Lain halnya, kalau pembuatan sertifikat itu, diajukan secara pribadi, untuk lokasi tertentu, memang ada biaya. Dan itu tarifnya ada ketentuan, yang besarannya tergantung luas lahan. Tidak terganatung jaunya letak objek yang akan disertifikatkan.
“Kalau untuk sertifikat lahan, yang diajukan sendiri, ada ketentuan. Silakan tanya di counter kami, sekaligus akan tau berapa biayanya. Karena biayanya tidak bisa direkayasa, karena semua sudah jelas hitungannya, sesuai ketentuan yang ada,” katanya.
Disebutkan, untuk proses pembuatan sertifikat melalui program PTSL, permohonan sertifikasi tanah atau lahan merupakan usulan dari pihak desa. Ini berbeda dengan pengajuan pribadi, yang didaftarkan mealui loket di BPN.
Untuk program PTSL, maka tidak bisa melayani sertifikasi lahan atau tanah yang dikuasai oleh sebuah badan hukum yang bersifat provit atau bisnis, seperti perusahaan. “Untuk badan hukum perusahan, memang tetap diukur, tapi tidak keluar sertifikatnya,” katanya.

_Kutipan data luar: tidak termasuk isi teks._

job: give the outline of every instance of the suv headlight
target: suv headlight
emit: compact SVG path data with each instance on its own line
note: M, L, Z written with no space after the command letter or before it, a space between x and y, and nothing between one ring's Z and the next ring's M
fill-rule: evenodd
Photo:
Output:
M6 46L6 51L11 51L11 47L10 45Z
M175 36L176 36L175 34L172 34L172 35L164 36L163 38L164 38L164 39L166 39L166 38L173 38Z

Untuk tahun 2019 ini pemerintah pusat kembali memprogramkan PTSL. Khusus di wilayah Kutim, kemungkinan ada lebih dari 6000 bidang tanah yang akan disertifikati. Namun hingga kini yang mendapat persetujuan anggaran melalui DIPA BPN Kutim, baru lebih kurang 3500 bidang tanah. Sementara sisanya masih menunggu kepastian dari BPN Pusat. “Konon yang sisanya, itu akan melibatkan pihak ke Tiga, yang saat ini sedang dilelang di Kanwil,” jelasnya.